M. Biagui, qui a été élu secrétaire général à la dernière convention du MFDC, en remplacement de Diamacoune,
a démissionné de son poste le 5 novembre. Le 6 novembre, Sidy Badji fut choisi comme secrétaire général du groupe par intérim.
(SG).
Un communiqué du MFDC mardi a indiqué que Diacamoune, actuellement président honoraire, avait à nouveau nommé le 8 novembre M. Biagui au poste qu'il venait de libérer. Une semaine plus tard, M. Biagui a créé un nouveau bureau exécutif.
"Jean-Marie Francois Biagui est démissionaire à compter du 5 novembre 2001 et ses actes sont sans effet pour le Mouvement", est-il affirmé dans le communiqué. Le communiqué insiste que «L'abbé Diamacoune Senghor n'a plus de pouvoir de décision et n'est soutenu par aucune structure du Mouvement".
Deux journaux, le Soleil et Sud Quotidien, ont informé lundi que le groupe était à présent dirigé par Biagui et par Diamacoune, en ajoutant que M. Badji, le secrétaire général actuel s'était proclamé le chef. Ils ont aussi rapporté que le porte-parole du mouvement, Alexandre Djiba, et d'autres ont été exclus du groupe, une allégation démentie par M. Djiba.
Le MFDC accuse Diamacoune, aidé par les autorités gouvernementales, de fomenter cette dernière crise.
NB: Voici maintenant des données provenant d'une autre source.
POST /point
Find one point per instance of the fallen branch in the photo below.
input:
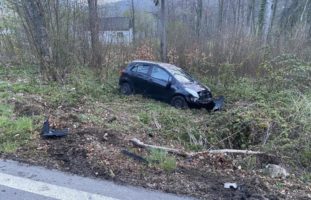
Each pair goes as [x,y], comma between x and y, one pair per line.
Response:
[140,144]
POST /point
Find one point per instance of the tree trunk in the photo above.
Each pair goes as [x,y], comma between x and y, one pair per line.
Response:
[266,14]
[133,21]
[220,14]
[199,17]
[163,44]
[33,13]
[94,29]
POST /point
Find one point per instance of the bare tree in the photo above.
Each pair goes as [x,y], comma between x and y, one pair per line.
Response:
[199,10]
[133,20]
[94,28]
[33,14]
[163,42]
[265,18]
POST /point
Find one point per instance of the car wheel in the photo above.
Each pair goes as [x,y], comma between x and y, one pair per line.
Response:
[126,88]
[179,102]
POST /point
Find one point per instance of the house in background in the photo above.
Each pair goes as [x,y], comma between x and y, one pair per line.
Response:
[116,30]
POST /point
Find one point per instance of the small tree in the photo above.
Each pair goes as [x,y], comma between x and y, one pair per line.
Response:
[96,60]
[163,42]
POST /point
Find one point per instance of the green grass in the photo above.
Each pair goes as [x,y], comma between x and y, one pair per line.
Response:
[253,107]
[162,159]
[15,132]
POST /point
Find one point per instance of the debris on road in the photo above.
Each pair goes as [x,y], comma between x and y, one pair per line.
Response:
[231,186]
[276,171]
[48,132]
[134,156]
[218,103]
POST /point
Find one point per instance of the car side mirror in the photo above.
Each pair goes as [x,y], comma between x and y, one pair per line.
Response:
[169,83]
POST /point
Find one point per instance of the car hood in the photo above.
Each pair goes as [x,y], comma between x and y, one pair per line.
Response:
[195,86]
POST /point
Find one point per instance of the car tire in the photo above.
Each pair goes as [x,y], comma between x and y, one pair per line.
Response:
[126,89]
[179,102]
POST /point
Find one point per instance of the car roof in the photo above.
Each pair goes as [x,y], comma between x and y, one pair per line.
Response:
[167,66]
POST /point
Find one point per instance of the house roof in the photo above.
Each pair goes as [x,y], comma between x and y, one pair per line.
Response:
[115,24]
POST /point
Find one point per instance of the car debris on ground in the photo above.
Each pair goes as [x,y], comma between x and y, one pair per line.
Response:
[47,132]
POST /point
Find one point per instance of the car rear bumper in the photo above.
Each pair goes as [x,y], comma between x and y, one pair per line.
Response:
[210,103]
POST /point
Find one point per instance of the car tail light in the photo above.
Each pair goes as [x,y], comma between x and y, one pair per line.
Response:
[122,71]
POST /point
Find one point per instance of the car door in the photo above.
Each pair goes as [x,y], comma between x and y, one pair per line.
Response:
[140,77]
[159,88]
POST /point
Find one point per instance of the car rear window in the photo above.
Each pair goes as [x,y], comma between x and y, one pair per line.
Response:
[143,69]
[159,74]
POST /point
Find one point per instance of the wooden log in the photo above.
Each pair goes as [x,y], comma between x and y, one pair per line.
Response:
[179,152]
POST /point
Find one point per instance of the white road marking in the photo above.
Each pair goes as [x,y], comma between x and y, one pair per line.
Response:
[48,190]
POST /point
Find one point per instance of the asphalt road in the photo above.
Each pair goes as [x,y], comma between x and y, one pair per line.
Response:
[23,182]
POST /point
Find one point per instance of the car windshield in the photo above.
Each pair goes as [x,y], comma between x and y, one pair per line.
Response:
[182,76]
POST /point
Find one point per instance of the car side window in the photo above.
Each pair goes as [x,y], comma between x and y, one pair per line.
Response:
[142,69]
[160,74]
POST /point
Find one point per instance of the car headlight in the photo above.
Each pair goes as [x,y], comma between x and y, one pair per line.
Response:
[192,92]
[207,88]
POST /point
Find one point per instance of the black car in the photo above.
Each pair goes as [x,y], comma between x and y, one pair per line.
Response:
[165,82]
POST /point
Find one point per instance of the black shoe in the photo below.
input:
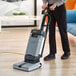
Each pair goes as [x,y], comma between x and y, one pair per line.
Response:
[65,55]
[49,57]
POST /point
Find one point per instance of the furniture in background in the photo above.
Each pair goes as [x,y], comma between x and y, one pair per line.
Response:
[71,22]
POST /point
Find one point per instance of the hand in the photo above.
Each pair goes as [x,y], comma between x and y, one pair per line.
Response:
[44,5]
[53,7]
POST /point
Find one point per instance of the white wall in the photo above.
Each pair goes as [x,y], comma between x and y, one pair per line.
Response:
[21,6]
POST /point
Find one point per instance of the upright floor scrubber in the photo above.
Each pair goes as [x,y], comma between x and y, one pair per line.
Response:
[35,47]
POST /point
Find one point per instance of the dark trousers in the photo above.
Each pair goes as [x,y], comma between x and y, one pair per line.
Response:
[59,16]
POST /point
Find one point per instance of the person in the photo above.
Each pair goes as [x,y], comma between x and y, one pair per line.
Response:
[58,14]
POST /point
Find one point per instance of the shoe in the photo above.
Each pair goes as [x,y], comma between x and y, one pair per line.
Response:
[49,57]
[65,55]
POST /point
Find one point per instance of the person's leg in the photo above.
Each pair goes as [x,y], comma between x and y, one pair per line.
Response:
[52,42]
[62,24]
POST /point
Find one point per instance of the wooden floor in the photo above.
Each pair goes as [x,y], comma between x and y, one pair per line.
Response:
[13,42]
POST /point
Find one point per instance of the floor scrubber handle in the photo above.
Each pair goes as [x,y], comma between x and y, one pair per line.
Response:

Il a démenti ce que les journaux ont appelé « une lutte pour le leadership », en ajoutant que c'est une crise artificielle créée par ceux qui veulent le déstabiliser.
Le MFDC, une organisation armée, se bat depuis 1982 pour l'indépendance de la région de la Casamance, virtuellement coupée du reste du pays par la Gambie. Des négociations de paix entre le MFDC et le gouvernement ont été reportées à maintes reprises pour de nombreuses raisons, notamment les combats continus entre le groupe et les troupes gouvernementales, et le désaccord concernant le lieu des négociations et le choix des facilitateurs.
Le groupe armé a fait savoir mardi qu'il est prêt pour les négociations de paix en « territoire neutre ».